Brillat-Savarin Frais & Friulano

For all the many cheese types that are produced in France, no other type quite defines French cheeses than the triple-crèmes. I often refer to these cheeses as “luxury” cheeses because they are fat-added cheeses, more luxurious than the double-crèmes because they have a minimum of 75% fat in dry matter compared to the minimum of 60% for the doubles. 75% would not make them exactly triple the fat that would be found in the milk to begin with, yet considerably more than the 60% of the double-crèmes.

Neither of these cheese types may be my favorite types, not because they may be more fattening (because they aren’t necessarily so anyway) but I have to admit that they are quite popular. I took one to a Bastille Day party recently and the cheese was devoured within a matter of minutes, the firmer cheese beside it lasted a little longer even though it weighed less. One reason that I may veer away from these cheeses is because they contain relatively higher water content than the firmer varieties (one of the reasons that they aren’t actually more fattening). I would prefer to pay for the good solids offered in cheese than the water.

Every once in a while I sample one of those triple-crèmes anyway. At a Cheese & Wine 201 seminar recently we incorporated a Brillat-Savarin Frais (a rindless example from one of the best producers) into the mix of cheeses. One of the wines we sampled was a Friulano. The triple-crèmes have often presented challenges to their wine partners, or at least the pairings have only been rated as “good.”

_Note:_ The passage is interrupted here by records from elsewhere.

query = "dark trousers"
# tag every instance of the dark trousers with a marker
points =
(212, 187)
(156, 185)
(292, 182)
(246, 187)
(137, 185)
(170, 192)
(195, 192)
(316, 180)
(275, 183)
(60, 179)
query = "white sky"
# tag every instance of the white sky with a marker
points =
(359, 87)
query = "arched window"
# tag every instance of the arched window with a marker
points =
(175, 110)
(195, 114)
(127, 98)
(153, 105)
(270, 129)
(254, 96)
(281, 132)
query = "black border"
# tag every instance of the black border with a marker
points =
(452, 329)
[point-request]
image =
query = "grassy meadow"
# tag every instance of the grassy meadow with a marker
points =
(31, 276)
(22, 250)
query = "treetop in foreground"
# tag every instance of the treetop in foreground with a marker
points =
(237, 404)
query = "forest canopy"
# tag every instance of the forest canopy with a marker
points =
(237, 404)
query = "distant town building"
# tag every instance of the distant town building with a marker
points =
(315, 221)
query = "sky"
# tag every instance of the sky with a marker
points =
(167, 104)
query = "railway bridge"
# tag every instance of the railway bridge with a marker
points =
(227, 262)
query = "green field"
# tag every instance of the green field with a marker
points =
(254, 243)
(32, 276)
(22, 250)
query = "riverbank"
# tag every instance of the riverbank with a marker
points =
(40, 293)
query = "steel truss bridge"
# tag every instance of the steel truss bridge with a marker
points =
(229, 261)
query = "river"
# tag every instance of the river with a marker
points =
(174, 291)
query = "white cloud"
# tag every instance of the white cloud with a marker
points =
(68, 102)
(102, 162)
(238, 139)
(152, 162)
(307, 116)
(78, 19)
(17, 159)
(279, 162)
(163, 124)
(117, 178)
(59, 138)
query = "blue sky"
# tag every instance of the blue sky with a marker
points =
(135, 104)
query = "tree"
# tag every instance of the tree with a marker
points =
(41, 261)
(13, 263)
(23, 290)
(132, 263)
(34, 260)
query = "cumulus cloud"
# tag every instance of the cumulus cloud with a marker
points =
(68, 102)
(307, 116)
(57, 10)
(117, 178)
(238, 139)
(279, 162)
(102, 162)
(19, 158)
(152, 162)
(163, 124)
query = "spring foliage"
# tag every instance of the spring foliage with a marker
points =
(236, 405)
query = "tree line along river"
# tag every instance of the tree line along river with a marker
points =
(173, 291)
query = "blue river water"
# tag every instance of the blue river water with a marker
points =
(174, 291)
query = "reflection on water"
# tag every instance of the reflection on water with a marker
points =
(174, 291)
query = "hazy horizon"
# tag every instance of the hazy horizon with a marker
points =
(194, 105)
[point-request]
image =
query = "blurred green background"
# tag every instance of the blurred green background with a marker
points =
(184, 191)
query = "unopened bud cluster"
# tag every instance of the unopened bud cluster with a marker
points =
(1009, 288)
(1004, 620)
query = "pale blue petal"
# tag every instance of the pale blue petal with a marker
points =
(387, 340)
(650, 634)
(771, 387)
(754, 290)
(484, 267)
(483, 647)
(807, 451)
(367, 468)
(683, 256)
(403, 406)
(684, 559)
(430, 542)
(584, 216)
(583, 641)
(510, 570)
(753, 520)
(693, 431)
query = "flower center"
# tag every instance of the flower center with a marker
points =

Though I did not expect this matching to thrill us, after the cheese and wine had melded together in the mouth, the layers of flavor began to unfold into an unusual and exceptional finish. The Friulanos are noted for their delightful blends of aromatics – floral, fruity, vegetal and nutty – as well as their medium bodied textures, their softness that is balanced by some acid. These qualities would suggest a delightful match for the rich Brillat-Savarin Frais. The acid in the wine would dissolve the added fat of the cheese. The medium-bodied texture of the Friulano would complement the thick texture of the cheese. The nutty, fruity aromatics in the wine coupled with the sweet creamy flavor of the cheese might suggest a banana split.

What we noted was an enhanced savory note in the wine. A detection of the presence of umami rose up and it gave us the surprise top pairing of the evening. This was a pairing of cheese and wine where both the wine and the cheese were elevated, a one plus one equals three matching!

After experiencing this pairing I plan to include Friulano wines more frequently in our classes.